Im Desaster - so endeten die Blockupy-Proteste gegen die EZB. Der Politikwissenschaftler Claus Leggewie kennt die Gründe und erklärt, warum sich der Kapitalismus nicht sicher fühlen kann.

Von Jessica Kneißler

SZ.de: Brennende Autos, verletzte Beamte, Frankfurt im Ausnahmezustand: Geht eine friedliche Phase der Kapitalismuskritik zu Ende, Herr Leggewie?

Claus Leggewie: Sie war nie nur friedlich.
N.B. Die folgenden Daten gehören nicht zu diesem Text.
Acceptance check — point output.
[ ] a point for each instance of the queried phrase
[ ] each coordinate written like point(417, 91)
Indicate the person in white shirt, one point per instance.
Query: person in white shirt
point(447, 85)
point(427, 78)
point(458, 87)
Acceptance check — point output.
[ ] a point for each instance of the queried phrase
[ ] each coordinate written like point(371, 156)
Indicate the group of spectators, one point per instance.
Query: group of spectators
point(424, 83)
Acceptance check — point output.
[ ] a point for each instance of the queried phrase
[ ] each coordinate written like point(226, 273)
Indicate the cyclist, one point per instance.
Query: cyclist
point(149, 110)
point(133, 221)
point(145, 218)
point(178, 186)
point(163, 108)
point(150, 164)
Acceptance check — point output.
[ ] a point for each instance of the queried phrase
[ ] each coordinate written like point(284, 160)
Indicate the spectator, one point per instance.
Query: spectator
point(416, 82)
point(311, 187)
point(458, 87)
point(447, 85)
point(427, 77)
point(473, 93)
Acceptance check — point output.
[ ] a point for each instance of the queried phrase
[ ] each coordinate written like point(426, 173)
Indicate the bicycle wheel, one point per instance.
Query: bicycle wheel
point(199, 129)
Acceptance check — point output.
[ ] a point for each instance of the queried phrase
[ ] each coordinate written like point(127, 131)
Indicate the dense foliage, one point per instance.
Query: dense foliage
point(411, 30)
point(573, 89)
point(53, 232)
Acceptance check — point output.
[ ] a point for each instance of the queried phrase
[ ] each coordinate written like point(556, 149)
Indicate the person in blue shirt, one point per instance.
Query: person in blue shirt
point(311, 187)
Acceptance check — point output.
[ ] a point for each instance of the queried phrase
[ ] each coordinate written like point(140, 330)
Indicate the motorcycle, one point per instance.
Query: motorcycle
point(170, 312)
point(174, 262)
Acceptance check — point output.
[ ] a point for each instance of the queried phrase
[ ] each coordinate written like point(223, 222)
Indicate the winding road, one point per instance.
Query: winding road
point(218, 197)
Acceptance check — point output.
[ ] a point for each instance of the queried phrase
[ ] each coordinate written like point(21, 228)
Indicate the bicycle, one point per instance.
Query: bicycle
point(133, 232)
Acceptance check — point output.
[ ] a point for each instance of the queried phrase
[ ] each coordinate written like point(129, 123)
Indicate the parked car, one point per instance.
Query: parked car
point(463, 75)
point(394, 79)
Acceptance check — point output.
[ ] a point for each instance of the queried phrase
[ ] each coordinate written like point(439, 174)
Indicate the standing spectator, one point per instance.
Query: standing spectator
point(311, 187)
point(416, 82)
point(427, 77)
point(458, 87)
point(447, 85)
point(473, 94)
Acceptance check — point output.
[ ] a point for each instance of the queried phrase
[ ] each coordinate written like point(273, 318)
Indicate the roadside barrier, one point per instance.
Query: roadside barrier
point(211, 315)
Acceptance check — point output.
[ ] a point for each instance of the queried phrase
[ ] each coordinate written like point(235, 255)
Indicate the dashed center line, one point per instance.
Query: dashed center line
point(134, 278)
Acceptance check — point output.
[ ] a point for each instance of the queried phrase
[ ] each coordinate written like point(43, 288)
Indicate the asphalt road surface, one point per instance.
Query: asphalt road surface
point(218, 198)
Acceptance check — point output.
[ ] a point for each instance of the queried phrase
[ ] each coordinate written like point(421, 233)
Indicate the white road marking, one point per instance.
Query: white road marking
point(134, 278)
Aber ich glaube kaum, dass die Gewalttäter noch irgendeine Kapitalismuskritik auf dem Plan haben, sie folgen einer haltlosen Verschwörungstheorie. Wut allein ist ein schlechter Ratgeber. Der "Schwarze Block" wirkt unfähig, zu lernen. Und er betreibt das Spiel der politischen Rechten, die jetzt sagen kann: Schaut euch an, so sehen Antikapitalisten aus.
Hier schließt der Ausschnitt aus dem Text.